This chapter proposes a mixed-integer optimization using genetic algorithm (MIOGA) for determining the optimum sizes and placements of battery-sourced solar photovoltaic (B-SSPV) plants to reduce the total energy losses in distribution networks. Total energy loss index (TELI) is formulated as the main objective function and meanwhile bus voltage deviations and PV penetrations of B-SSPV plants are calculated. To deal the stochastic behavior of solar irradiance, 15 years of weather data is modeled by using beta probability density function (Beta-PDF). The proposed algorithm is applied on IEEE 33 bus and IEEE 69 bus test distribution networks and optimum results are acquired for different time varying voltage dependent load models. From the results, it is known that, compared to PV only, the integration of B-SSPV plants in the distribution networks resulted in higher penetration levels in distribution networks. The proposed algorithm was very effective in terms of determining the sizes of the PV plant and the battery storage, and for the charging and discharging of the battery storage.
TopIntroduction
Due to the inadequate fuel reserves, the power producers are considering to use renewable energy sources for the development of new power plants. Unlike the conventional large scale power stations, the new small and medium sized power stations are considered suitable to be installed at nearer to distribution stations, also known as distribution generation (DG) (Liu, Wu, Tu, Huang, & Lou, 2008). The concept of using renewable energy resources for producing the electricity, has been globally accepted and according to reports (Lee et al., 2012), electricity production in coming years will mainly depend on the renewable sources such as solar and wind energy. The major advantages of using renewable energy sources over the traditional power producing technologies are reflected as the environment friendly and the fuel free sources. Some of these sources especially wind and solar energy, are rapidly growing and have become more competitive, because per unit cost of electricity produced through wind turbines and solar photovoltaic (PV) modules, is much cheaper than the cost of electricity produced by the fossil-fuel based power plants. During the recent years, several studies have covered the technical possibility of an electrical network that can be powered through renewable energy sources (Gökçek, Bayülken, & Bekdemir, 2007; Plebmann, Erdmann, Hlusiak, & Breyer, 2014). Furthermore, the research also suggests that in 2050, 80% of total U.S. electricity demand could be supplied by using existing renewable electricity technologies (Bazilian et al., 2014).

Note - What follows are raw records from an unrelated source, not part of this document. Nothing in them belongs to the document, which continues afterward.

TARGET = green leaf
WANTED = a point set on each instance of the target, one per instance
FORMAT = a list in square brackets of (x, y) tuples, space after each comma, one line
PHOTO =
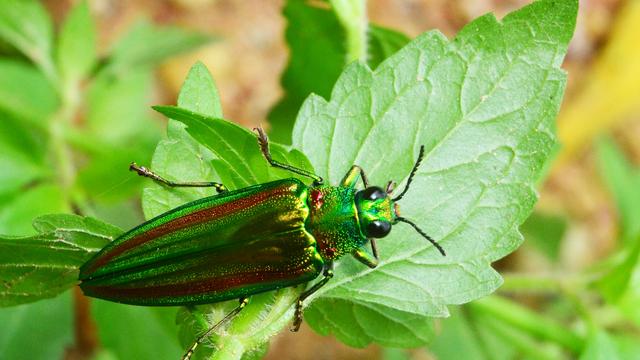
[(26, 25), (21, 155), (76, 52), (239, 162), (545, 232), (45, 265), (25, 92), (484, 106), (628, 346), (462, 334), (180, 155), (116, 110), (137, 332), (146, 45), (317, 56), (600, 346), (181, 158), (623, 182), (383, 43), (369, 323), (17, 213), (247, 336), (45, 323)]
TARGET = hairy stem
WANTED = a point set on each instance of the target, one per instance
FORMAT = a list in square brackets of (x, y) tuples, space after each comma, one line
[(528, 321), (352, 14)]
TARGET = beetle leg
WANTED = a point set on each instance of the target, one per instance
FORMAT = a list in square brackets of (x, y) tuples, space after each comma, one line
[(263, 141), (351, 177), (243, 302), (143, 171), (328, 274), (364, 257)]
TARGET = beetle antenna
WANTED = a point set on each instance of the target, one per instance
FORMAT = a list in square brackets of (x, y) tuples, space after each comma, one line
[(401, 219), (413, 172)]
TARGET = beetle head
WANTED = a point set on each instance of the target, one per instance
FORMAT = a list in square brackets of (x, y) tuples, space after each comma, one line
[(377, 211)]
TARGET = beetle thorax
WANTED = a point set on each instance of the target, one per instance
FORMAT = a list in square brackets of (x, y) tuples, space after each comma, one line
[(333, 221)]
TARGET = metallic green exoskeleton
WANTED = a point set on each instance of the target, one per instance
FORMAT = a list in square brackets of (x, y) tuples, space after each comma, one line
[(243, 242)]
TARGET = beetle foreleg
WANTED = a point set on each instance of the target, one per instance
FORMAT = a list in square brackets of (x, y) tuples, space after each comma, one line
[(351, 177), (362, 256), (143, 171), (328, 274), (263, 141), (229, 316)]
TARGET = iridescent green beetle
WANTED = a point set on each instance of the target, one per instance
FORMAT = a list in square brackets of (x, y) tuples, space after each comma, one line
[(244, 242)]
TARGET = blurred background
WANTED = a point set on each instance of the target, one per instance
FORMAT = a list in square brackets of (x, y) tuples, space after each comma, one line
[(587, 218)]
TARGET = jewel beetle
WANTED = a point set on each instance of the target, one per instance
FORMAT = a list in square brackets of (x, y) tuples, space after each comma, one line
[(243, 242)]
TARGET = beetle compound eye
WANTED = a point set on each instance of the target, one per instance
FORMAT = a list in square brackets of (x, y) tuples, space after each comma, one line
[(378, 229), (373, 193)]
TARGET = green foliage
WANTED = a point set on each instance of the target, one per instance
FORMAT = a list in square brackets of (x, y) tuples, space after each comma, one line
[(44, 265), (69, 127), (600, 346), (484, 106), (76, 51), (42, 330), (321, 41)]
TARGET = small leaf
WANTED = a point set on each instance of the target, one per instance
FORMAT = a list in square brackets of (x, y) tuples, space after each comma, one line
[(76, 52), (239, 162), (21, 155), (45, 265), (182, 158), (383, 43), (317, 56), (484, 106), (146, 45), (152, 330), (115, 111), (26, 25), (180, 155), (17, 213)]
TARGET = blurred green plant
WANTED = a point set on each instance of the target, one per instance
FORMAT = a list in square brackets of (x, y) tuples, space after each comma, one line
[(71, 120)]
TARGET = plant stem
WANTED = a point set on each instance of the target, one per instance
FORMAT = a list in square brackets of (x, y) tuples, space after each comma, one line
[(352, 14), (529, 321), (86, 339)]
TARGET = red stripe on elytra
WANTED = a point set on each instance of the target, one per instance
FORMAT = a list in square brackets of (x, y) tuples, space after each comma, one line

Among the other renewable energy sources, solar PV technology is getting more mature and popular (Tyagi, Rahim, Rahim, Jeyraj, & Selvaraj, 2013). This is mainly due to the availability of good solar irradiance levels in many countries, ease of operation & maintenance (O&M), environmental benefits, increasing efficiency and reduced cost of PV panels (Aman et al., 2015; Devabhaktuni et al., 2013). The Photovoltaic (PV) technology converts the sunlight directly into the electricity without using any fuel. The upper surface of the atmosphere of the earth receives 174 Peta Watts (PW) of solar energy and it is naturally available across many parts of the world. Most PV modules come with 15 - 25 years warranties on their rated power outputs and these modules require virtually no maintenance during their life. The efficiency of commercial silicon modules has dramatically seen improvement during the last decade and in recent days, some manufacturers are claiming to have prototypes of PV modules, which can convert the sunlight into the electricity with an efficiency of 22.5% (Panasonic, 2015). The good thing with utilizing the PV technology is that the maintenance required for solar PV systems is mostly the cleaning of the PV modules.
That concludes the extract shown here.